J and I joined a small group last August in our church and it rotates meeting at different homes. The first time we planned on having the group over to our apartment, I was a mess. Not our house, mind you, me. I scrubbed the apartment down, mopped the floors (which I hate and never do) and did my very best to have the apartment spotless with chocolate chip cookies awaiting everyone when they arrived. It’s probably the best our place has looked since we moved in. Halfway through the evening I looked up at a shelf we have over the TV in horror to an empty picture frame on our shelf above the TV. It was blank, with a big sticker on it and a family of models smiling down on our group. I was so embarrassed. After our meeting while we mingled before everyone left, I started apologizing to a few of the girls that I had forgotten about that photo. One of the girls started laughing and said, “I was actually so relieved to see that empty frame. It’s so nice to know that I’m not the only one who doesn’t have it all together!”

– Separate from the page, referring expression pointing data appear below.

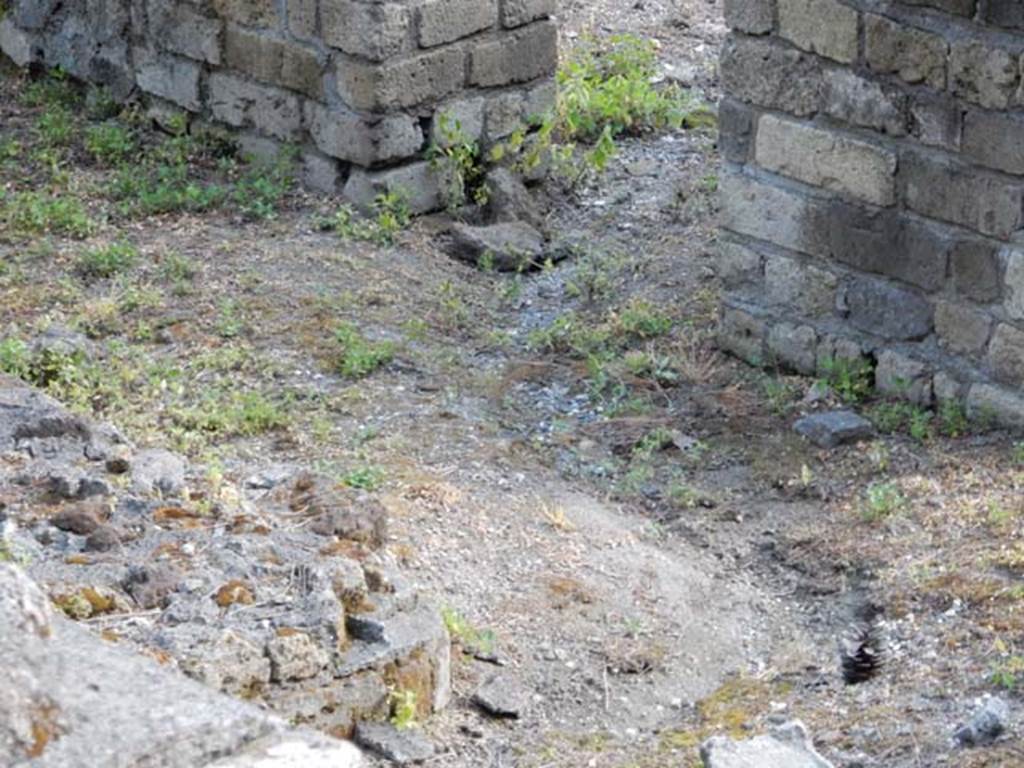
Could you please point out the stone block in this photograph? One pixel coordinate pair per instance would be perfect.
(985, 401)
(364, 140)
(824, 27)
(962, 329)
(241, 102)
(375, 31)
(798, 287)
(794, 346)
(993, 139)
(742, 335)
(169, 77)
(519, 12)
(772, 75)
(180, 29)
(898, 375)
(737, 264)
(444, 20)
(975, 269)
(502, 115)
(760, 210)
(528, 53)
(464, 116)
(936, 120)
(402, 82)
(321, 172)
(752, 16)
(419, 181)
(1013, 299)
(951, 192)
(982, 73)
(1006, 354)
(864, 102)
(302, 22)
(885, 309)
(826, 159)
(735, 130)
(250, 12)
(273, 60)
(887, 242)
(913, 54)
(15, 43)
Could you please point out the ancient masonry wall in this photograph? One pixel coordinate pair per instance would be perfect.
(358, 84)
(872, 193)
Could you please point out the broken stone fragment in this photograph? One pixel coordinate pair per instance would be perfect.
(506, 247)
(401, 747)
(502, 696)
(156, 470)
(785, 747)
(834, 428)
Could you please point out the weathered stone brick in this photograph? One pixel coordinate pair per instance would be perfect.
(983, 74)
(960, 7)
(752, 16)
(885, 309)
(823, 27)
(765, 73)
(525, 54)
(794, 347)
(1006, 354)
(444, 20)
(374, 31)
(986, 401)
(798, 287)
(302, 19)
(754, 208)
(168, 77)
(15, 43)
(251, 12)
(864, 102)
(179, 29)
(936, 120)
(737, 264)
(975, 269)
(274, 60)
(735, 130)
(826, 159)
(401, 82)
(742, 334)
(1013, 300)
(962, 329)
(518, 12)
(994, 139)
(915, 55)
(240, 102)
(886, 242)
(363, 140)
(951, 192)
(419, 181)
(897, 374)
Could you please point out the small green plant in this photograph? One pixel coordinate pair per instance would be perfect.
(403, 709)
(851, 380)
(109, 143)
(107, 261)
(882, 500)
(457, 159)
(359, 356)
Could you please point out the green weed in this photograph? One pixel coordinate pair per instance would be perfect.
(359, 356)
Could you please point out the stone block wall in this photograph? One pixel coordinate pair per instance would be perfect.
(872, 193)
(358, 84)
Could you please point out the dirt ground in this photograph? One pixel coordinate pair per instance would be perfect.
(647, 548)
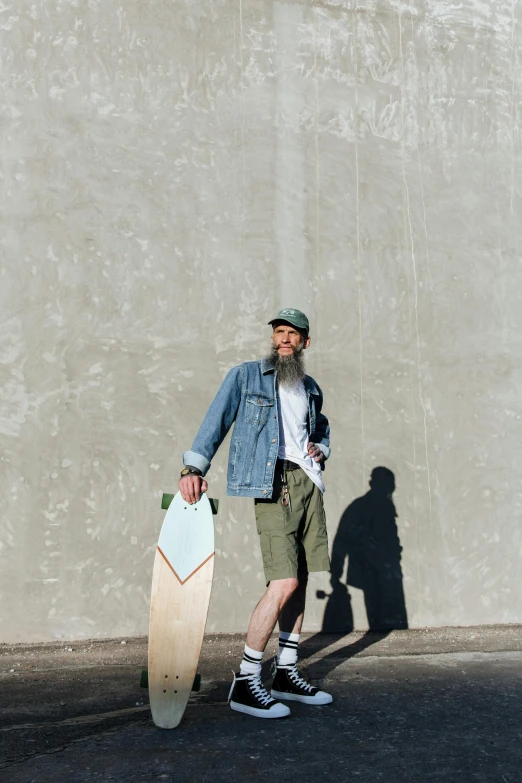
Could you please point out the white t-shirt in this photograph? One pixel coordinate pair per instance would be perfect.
(293, 434)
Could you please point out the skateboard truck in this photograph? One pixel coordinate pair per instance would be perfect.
(144, 681)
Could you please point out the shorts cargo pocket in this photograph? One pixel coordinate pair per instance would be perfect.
(266, 548)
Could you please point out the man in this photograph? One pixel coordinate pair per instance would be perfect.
(277, 453)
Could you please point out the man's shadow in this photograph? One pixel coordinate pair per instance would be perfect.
(367, 535)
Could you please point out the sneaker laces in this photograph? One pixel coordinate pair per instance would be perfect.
(297, 680)
(256, 687)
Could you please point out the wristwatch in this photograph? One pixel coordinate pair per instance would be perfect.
(189, 470)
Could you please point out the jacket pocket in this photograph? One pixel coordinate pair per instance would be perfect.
(257, 409)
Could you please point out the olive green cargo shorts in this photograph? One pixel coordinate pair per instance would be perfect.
(293, 541)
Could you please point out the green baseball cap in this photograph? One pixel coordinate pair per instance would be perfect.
(294, 317)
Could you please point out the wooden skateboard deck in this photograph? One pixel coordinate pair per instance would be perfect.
(181, 585)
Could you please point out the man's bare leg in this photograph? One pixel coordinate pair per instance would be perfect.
(292, 613)
(266, 614)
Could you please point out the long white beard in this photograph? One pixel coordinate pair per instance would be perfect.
(290, 369)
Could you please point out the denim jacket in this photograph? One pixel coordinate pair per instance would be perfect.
(248, 397)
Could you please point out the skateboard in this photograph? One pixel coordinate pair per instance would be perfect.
(180, 597)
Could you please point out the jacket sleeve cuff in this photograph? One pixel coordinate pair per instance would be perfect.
(325, 449)
(196, 460)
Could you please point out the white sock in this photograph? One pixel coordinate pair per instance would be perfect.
(251, 663)
(287, 655)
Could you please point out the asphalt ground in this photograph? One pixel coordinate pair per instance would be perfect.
(435, 705)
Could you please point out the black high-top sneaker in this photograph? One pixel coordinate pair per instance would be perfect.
(290, 686)
(248, 695)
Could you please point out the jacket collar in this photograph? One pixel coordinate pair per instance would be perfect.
(309, 383)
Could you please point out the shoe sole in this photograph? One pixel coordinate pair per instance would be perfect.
(321, 701)
(259, 713)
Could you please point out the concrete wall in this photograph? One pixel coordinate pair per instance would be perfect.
(174, 172)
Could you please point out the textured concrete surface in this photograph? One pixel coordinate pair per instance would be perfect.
(437, 705)
(175, 172)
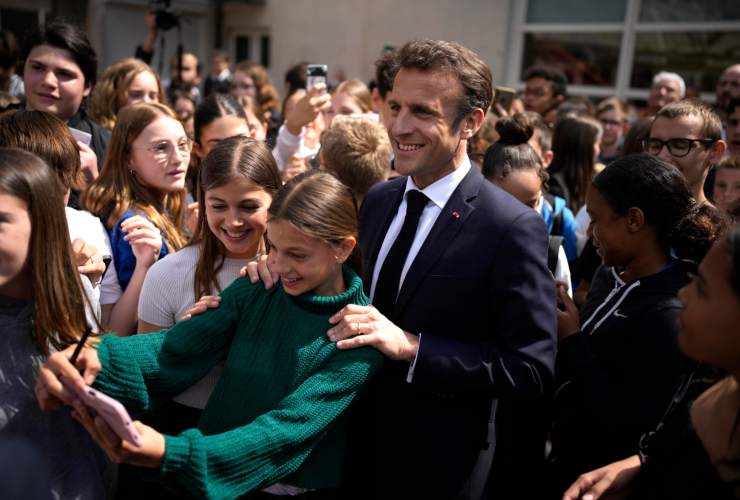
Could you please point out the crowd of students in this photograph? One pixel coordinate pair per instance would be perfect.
(223, 249)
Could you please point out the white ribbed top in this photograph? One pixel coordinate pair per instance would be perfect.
(167, 295)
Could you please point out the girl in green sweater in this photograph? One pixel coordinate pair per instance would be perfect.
(275, 417)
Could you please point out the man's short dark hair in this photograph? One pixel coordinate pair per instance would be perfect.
(385, 71)
(551, 74)
(711, 123)
(734, 104)
(470, 70)
(71, 38)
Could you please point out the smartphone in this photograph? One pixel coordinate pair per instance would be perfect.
(81, 136)
(315, 74)
(110, 410)
(504, 96)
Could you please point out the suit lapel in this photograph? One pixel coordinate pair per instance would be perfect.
(385, 214)
(448, 224)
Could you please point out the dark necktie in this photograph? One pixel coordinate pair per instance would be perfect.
(389, 278)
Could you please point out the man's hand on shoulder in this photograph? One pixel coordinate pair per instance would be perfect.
(359, 326)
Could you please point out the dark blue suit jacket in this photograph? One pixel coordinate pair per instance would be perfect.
(480, 294)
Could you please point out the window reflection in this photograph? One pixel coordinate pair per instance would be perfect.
(585, 58)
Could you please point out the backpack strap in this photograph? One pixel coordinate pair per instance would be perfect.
(557, 217)
(553, 249)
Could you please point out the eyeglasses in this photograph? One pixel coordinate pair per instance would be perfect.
(535, 92)
(245, 86)
(162, 150)
(678, 147)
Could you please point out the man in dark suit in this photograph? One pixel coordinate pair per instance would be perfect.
(463, 303)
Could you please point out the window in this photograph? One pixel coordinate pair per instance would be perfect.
(252, 46)
(614, 47)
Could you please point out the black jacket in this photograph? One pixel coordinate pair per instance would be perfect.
(617, 376)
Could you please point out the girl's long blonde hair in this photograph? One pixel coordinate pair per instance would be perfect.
(111, 90)
(59, 300)
(118, 189)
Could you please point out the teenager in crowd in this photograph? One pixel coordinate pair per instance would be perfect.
(287, 434)
(612, 114)
(252, 79)
(140, 198)
(126, 82)
(693, 453)
(357, 150)
(619, 362)
(514, 166)
(351, 97)
(43, 308)
(688, 134)
(59, 71)
(257, 125)
(727, 183)
(575, 148)
(237, 181)
(46, 136)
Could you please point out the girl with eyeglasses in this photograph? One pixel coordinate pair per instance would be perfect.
(140, 199)
(276, 420)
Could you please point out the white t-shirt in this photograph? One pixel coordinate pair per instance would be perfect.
(167, 295)
(88, 228)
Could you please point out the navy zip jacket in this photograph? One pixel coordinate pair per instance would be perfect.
(616, 377)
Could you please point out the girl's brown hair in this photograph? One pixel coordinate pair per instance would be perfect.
(46, 136)
(111, 91)
(231, 159)
(118, 189)
(358, 91)
(318, 204)
(574, 155)
(59, 299)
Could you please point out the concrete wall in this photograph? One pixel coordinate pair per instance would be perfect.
(350, 34)
(116, 27)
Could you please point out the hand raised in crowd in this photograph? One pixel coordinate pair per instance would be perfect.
(569, 322)
(88, 163)
(314, 101)
(51, 393)
(612, 480)
(359, 326)
(89, 261)
(204, 303)
(149, 454)
(145, 240)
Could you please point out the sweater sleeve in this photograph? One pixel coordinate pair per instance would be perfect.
(144, 370)
(276, 443)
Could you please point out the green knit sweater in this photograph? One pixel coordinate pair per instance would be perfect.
(275, 413)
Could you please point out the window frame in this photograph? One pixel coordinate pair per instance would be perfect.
(629, 29)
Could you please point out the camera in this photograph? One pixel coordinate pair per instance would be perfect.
(166, 19)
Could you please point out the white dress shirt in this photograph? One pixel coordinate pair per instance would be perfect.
(439, 193)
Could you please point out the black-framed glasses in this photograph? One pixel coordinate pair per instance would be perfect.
(678, 147)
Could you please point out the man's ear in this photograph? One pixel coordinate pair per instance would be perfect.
(635, 220)
(471, 123)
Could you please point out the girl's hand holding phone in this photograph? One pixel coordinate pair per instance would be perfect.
(51, 393)
(149, 454)
(145, 240)
(569, 322)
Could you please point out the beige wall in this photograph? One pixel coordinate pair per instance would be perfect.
(350, 34)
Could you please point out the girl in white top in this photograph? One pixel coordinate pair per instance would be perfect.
(237, 181)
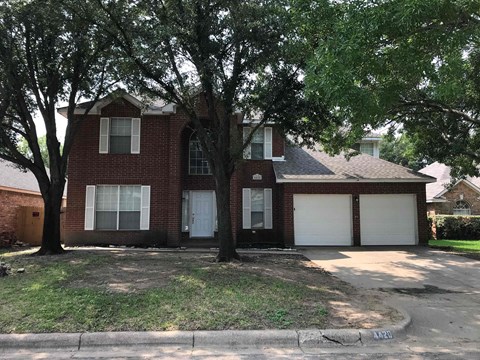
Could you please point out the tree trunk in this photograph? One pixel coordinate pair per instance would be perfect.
(51, 225)
(227, 245)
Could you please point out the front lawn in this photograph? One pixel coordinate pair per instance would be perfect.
(116, 290)
(472, 246)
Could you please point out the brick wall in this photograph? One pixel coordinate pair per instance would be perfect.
(10, 202)
(355, 189)
(163, 165)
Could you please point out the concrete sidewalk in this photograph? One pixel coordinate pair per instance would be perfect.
(207, 339)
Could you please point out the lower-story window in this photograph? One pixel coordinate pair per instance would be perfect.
(117, 207)
(257, 208)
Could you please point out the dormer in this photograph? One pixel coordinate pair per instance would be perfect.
(370, 144)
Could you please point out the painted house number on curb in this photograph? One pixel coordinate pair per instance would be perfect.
(382, 335)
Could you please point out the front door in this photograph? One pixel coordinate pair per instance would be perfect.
(202, 214)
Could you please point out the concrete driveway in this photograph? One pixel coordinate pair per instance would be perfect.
(441, 291)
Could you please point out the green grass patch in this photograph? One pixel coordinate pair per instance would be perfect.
(457, 245)
(116, 291)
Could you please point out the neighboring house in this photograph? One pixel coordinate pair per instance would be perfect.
(137, 176)
(444, 197)
(18, 190)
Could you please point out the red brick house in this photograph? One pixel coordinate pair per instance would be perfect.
(446, 198)
(138, 177)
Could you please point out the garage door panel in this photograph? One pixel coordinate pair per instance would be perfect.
(322, 220)
(388, 219)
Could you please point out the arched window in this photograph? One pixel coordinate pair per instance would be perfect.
(198, 164)
(462, 208)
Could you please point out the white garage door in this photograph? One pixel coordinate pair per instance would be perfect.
(388, 219)
(323, 219)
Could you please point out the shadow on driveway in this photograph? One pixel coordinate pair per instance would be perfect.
(402, 267)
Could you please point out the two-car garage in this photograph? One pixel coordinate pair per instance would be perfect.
(328, 219)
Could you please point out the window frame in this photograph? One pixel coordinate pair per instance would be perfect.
(267, 142)
(105, 135)
(370, 145)
(466, 208)
(194, 138)
(117, 227)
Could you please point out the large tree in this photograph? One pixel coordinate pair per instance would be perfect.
(402, 150)
(409, 62)
(235, 55)
(47, 55)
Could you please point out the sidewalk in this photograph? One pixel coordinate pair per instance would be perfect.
(202, 339)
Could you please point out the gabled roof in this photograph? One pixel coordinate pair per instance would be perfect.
(306, 165)
(148, 107)
(14, 179)
(441, 172)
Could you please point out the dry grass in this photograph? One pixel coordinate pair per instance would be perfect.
(114, 290)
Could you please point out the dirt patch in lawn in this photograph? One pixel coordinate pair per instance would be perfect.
(190, 291)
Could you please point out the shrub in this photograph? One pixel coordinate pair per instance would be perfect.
(457, 227)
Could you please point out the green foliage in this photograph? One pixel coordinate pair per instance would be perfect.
(402, 150)
(472, 246)
(457, 227)
(48, 54)
(25, 150)
(408, 62)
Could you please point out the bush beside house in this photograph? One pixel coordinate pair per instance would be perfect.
(456, 227)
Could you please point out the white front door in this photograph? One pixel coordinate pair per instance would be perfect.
(202, 214)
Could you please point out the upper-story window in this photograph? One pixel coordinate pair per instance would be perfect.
(119, 135)
(366, 148)
(261, 145)
(198, 163)
(462, 208)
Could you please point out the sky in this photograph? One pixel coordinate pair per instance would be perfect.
(61, 126)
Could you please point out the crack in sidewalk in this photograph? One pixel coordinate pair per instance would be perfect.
(80, 341)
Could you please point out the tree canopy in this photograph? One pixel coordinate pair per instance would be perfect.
(403, 151)
(47, 55)
(409, 62)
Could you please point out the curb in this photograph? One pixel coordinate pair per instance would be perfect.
(198, 339)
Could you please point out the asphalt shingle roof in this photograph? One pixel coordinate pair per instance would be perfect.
(303, 164)
(12, 177)
(442, 173)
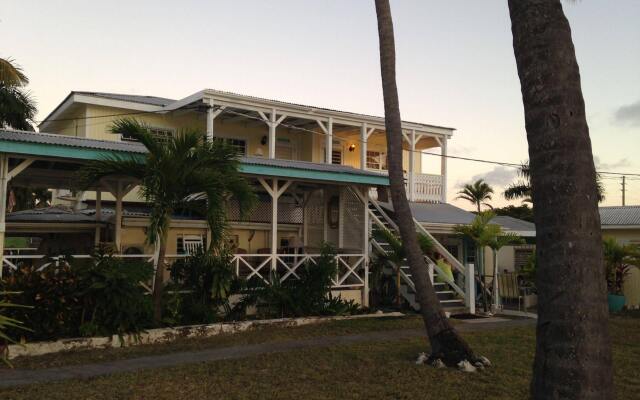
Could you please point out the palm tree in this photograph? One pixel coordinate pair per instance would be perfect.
(521, 189)
(185, 172)
(573, 347)
(17, 107)
(477, 193)
(446, 344)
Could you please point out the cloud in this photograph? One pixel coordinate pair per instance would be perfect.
(621, 163)
(499, 176)
(629, 114)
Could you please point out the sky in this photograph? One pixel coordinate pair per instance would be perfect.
(455, 65)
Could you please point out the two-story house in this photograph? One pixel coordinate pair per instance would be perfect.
(317, 172)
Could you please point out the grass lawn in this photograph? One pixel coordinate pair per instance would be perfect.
(373, 370)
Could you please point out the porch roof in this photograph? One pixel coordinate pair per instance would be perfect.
(32, 144)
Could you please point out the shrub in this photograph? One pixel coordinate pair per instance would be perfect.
(99, 296)
(200, 288)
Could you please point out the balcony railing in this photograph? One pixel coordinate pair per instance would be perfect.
(427, 187)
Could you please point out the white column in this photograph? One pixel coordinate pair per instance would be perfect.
(98, 216)
(363, 146)
(4, 170)
(470, 289)
(443, 168)
(365, 246)
(412, 149)
(329, 140)
(118, 221)
(210, 118)
(272, 134)
(274, 224)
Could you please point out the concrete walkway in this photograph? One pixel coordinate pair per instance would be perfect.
(24, 377)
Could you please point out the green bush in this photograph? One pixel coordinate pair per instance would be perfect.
(200, 288)
(99, 296)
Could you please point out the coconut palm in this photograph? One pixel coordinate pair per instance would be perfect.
(446, 344)
(184, 172)
(521, 189)
(477, 193)
(17, 107)
(573, 347)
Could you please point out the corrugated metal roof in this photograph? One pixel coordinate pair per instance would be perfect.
(70, 141)
(622, 215)
(309, 166)
(153, 100)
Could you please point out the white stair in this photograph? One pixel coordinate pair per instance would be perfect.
(450, 295)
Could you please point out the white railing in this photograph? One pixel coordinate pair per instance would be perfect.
(426, 187)
(351, 272)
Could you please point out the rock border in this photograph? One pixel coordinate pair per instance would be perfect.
(164, 335)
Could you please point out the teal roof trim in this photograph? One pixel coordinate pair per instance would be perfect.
(52, 150)
(295, 173)
(91, 153)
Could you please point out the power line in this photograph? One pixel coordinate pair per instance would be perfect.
(315, 132)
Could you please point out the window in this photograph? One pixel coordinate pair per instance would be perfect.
(376, 160)
(160, 134)
(240, 145)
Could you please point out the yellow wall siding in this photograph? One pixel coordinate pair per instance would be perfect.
(631, 287)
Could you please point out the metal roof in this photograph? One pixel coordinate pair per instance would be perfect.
(621, 215)
(70, 141)
(153, 100)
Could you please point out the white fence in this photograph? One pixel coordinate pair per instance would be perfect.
(351, 272)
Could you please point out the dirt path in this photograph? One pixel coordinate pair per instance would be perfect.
(25, 377)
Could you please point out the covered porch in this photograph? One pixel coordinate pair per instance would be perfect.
(302, 205)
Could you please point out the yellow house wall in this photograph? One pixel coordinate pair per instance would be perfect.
(631, 287)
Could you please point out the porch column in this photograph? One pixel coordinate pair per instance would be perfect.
(443, 168)
(211, 115)
(118, 221)
(329, 140)
(412, 149)
(98, 216)
(363, 146)
(365, 246)
(4, 169)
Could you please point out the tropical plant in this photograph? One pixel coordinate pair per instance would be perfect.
(396, 254)
(521, 189)
(17, 107)
(185, 172)
(572, 307)
(446, 344)
(7, 323)
(476, 193)
(203, 282)
(113, 301)
(618, 261)
(98, 296)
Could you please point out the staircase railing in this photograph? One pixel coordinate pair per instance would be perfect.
(441, 249)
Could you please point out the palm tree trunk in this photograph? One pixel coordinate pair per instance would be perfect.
(158, 282)
(446, 344)
(573, 354)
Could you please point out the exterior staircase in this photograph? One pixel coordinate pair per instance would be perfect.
(451, 296)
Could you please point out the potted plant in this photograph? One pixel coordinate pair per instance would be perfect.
(618, 260)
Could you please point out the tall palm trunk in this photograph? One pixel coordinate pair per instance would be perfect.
(158, 281)
(446, 344)
(573, 354)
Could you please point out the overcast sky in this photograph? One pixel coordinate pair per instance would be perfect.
(455, 64)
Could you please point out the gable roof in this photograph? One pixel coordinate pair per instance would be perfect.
(134, 98)
(620, 216)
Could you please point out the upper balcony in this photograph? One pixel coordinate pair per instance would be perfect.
(268, 128)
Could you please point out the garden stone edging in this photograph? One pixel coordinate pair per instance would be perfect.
(163, 335)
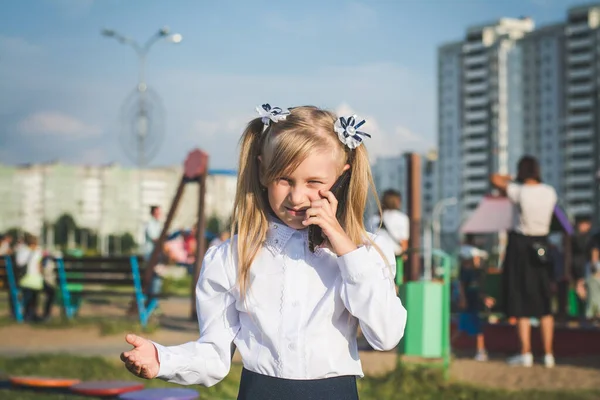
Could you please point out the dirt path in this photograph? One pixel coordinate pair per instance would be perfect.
(176, 328)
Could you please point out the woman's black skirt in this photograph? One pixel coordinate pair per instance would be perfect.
(525, 282)
(255, 386)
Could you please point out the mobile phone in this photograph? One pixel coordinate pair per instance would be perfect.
(340, 191)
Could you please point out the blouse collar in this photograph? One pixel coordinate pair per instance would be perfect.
(279, 234)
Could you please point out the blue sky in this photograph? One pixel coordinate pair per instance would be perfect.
(62, 84)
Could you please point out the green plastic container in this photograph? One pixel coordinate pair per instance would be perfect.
(424, 332)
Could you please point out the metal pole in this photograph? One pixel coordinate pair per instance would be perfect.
(437, 214)
(142, 117)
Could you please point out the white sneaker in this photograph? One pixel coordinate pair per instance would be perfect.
(521, 360)
(481, 356)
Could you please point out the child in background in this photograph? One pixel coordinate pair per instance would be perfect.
(292, 313)
(472, 299)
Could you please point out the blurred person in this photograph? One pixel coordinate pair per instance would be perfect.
(588, 286)
(152, 233)
(393, 225)
(472, 298)
(561, 277)
(49, 288)
(32, 281)
(292, 313)
(583, 252)
(6, 245)
(527, 272)
(222, 238)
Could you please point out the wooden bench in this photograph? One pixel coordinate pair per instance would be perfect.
(8, 282)
(95, 277)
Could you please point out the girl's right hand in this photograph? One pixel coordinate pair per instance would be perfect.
(142, 360)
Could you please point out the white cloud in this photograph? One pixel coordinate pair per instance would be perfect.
(56, 123)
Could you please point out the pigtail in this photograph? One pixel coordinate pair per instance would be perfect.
(249, 220)
(361, 182)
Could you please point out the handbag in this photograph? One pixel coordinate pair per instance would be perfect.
(540, 253)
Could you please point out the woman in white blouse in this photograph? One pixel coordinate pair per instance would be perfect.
(527, 271)
(291, 313)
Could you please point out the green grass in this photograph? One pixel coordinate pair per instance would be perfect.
(406, 382)
(181, 287)
(106, 325)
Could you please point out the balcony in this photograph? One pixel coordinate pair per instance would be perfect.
(476, 101)
(580, 73)
(476, 87)
(474, 157)
(580, 179)
(580, 58)
(580, 150)
(475, 129)
(574, 29)
(475, 115)
(475, 144)
(474, 173)
(580, 164)
(473, 46)
(580, 119)
(473, 60)
(573, 134)
(477, 73)
(581, 88)
(580, 209)
(580, 103)
(482, 185)
(573, 195)
(579, 43)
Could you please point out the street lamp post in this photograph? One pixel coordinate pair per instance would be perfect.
(142, 117)
(434, 225)
(142, 52)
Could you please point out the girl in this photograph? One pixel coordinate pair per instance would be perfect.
(527, 279)
(291, 313)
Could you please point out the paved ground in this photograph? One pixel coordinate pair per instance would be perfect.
(176, 328)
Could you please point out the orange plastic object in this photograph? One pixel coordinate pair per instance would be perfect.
(39, 381)
(106, 388)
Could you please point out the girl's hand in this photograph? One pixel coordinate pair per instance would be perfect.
(142, 360)
(322, 213)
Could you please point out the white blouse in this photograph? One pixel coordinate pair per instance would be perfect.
(299, 318)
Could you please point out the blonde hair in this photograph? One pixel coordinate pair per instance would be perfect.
(283, 146)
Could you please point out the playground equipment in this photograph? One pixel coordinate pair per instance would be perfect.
(13, 289)
(195, 171)
(427, 332)
(108, 273)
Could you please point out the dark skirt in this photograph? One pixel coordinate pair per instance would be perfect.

Me, have it all together? Please.
I wish I had it all together — a beautiful clean home, home-cooked meal on the table every night, perfectly manicured nails, able to balance a full time job and all that life demands with ease. But the truth is, I don’t. And I can imagine it’s a lonely and tiring road for those who do have it all together, or at least constantly pretend to. There’s something powerful and comforting to share your insecurities with others and learn you’re not the only one who struggles balancing life.
I kept that frame empty for a few months before filling it with an actual picture. It became a visible reminder that my house — and my life — is not perfect and shouldn’t pretend to be.